In treated patients, tumor responses were assessed per RECIST version 1.1 with evaluations conducted every 8 weeks until week 24. Efficacy was assessed in the modified intention-to-treat (mITT) population, which included 34 patients who mostly had clear cell histology, 80% of whom underwent prior nephrectomy. Notably, at the time patients were included in the study 67.4% of the general population and 64.7% of the mITT population were defined as poor-risk according to Memorial Sloan Kettering Cancer Center criteria, whereas 25.6% of the overall population had intermediate-risk disease as did 26.5% of the mITT population.
Treatment with frontline pazopanib led to a 6-month PFS rate of 35.3% (95% CI 19.7-53.5). The median PFS observed with the agent was 4.5 months (95% CI, 3.6-7.8). In addition, front line pazopanib therapy achieved a median OS of 9.3 months (95% CI, 6.6-22.2).
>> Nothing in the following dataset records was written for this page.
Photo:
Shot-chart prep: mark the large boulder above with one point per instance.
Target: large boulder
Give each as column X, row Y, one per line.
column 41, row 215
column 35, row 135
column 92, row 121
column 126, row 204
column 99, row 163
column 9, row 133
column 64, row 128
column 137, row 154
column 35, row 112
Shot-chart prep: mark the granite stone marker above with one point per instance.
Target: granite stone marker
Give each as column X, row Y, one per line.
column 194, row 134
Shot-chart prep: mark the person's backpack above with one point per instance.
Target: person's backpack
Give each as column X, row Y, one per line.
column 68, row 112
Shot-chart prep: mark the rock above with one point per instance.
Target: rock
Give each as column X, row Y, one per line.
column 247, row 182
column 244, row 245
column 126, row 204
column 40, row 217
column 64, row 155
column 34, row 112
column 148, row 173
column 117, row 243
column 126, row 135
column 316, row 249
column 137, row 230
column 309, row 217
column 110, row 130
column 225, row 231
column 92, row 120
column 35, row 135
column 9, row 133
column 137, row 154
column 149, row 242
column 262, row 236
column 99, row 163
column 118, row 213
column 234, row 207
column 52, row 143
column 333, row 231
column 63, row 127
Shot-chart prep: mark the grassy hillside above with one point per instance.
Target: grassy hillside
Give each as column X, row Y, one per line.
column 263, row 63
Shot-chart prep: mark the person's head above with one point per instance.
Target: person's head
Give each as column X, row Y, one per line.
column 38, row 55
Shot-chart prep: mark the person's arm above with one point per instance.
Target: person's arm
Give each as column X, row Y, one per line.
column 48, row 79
In terms of response, the ORR observed in the study was 32.4% (95% CI, 17.4-50.5) with no patients achieving a complete response and 32.4% achieving a partial response. The median DOR with frontline pazopanib was 9.7 months (95% CI, 1.8-12.4). It was also shown that 50.0% of the population had stable disease while 14.7% had progressive disease. Response data were missing for 1 patient.
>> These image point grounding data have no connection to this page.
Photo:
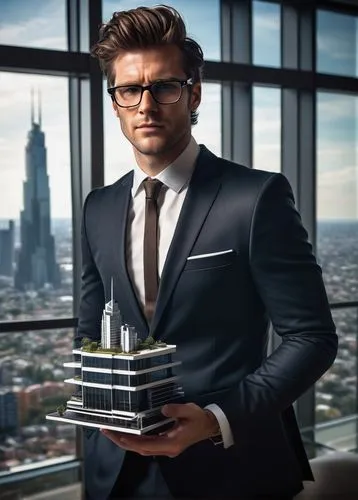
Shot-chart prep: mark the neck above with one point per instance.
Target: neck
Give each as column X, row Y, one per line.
column 154, row 164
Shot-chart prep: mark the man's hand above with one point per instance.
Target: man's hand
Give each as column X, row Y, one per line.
column 193, row 424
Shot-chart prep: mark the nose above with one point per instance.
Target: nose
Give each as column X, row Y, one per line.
column 147, row 103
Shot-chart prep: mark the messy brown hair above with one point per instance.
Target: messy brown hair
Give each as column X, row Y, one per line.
column 144, row 27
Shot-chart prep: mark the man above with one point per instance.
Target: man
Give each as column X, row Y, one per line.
column 230, row 255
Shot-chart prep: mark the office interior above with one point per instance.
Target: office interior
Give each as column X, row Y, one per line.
column 280, row 93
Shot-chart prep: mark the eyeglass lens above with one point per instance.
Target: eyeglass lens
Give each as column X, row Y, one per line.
column 162, row 92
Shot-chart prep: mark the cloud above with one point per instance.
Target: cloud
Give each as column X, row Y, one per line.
column 337, row 194
column 44, row 28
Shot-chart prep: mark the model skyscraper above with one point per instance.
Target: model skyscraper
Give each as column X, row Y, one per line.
column 36, row 265
column 123, row 382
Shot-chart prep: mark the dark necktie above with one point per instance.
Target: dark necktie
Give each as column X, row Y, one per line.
column 150, row 249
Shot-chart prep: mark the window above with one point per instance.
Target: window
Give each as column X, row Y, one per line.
column 119, row 158
column 337, row 243
column 39, row 23
column 337, row 208
column 336, row 392
column 202, row 19
column 337, row 49
column 35, row 198
column 266, row 34
column 267, row 128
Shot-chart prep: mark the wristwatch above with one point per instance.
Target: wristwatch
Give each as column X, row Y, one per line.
column 216, row 436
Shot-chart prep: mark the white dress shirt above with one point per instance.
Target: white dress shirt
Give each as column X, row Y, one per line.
column 175, row 179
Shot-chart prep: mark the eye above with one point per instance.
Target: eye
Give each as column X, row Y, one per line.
column 129, row 91
column 166, row 86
Overall, treatment on frontline pazopanib lasted for a median of 17.0 weeks (range,
1.6-92.0) with a mean relative dose intensity of 98.2%. Just over 4% of the patients treated required dose reductions, and 4.7% discontinued treatment due to treatment-related adverse events (AEs).
AEs of any grade were observed in 93.0% of the study population with the most common AEs being hypothyroidism (30.2%), diarrhea (30.2%), and fatigue (18.6%). Grade 3/4 AEs were seen in 32.6%, which included fatigue, pleural effusion, and hypertension in 4.7% of patients, each.
Any-grade AEs deemed to be related to pazopanib treatment were observed in 79.1% of patients. The most common pazopanib-related AEs were hypothyroidism (30.2%), diarrhea (25.6%), and fatigue (18.6%). The most common grade 3/4 pazopanib-related was hypertension (4.7%).
Regarding the safety results, Staehler stated in the interview: "Usually pazopanib has a later onset of side effects than other TKIs, thus making it a drug for metastatic and or symptomatic patients who have a high need for systemic therapy but a low tolerance for side effects, maybe due to thier symptoms."
Staehler et al determined that the results of pazopanib as frontline treatment for patients with poor-risk metastatic ccRCC were similar to what was observed in the TemPa trial of temsirolimus versus pazopanib in patients with poor-risk advanced ccRCC. Based on these data Staehler et al consider pazopanib reasonable for use as treatment of poor-risk metastatic ccRCC in the frontline setting.
"We believe that we could show a solid basis for TKI therapy in high-risk metastatic RCC patients. Although immunotherapy now has risen to be the standard of care in this subgroup of patients, some still might need or benefit from non-TKI therapy. For these patients pazopanib can be offered as a standard of care based on our positive efficacy data," Staehler told Targeted Oncology.
Staehler M, Panic A, Goebell PJ, et al. First-line pazopanib in intermediate- and poor-risk patients with metastatic renal cell carcinoma: Final results of the FLIPPER trial. Int. J. Cancer. 2021. 148(4):950–960.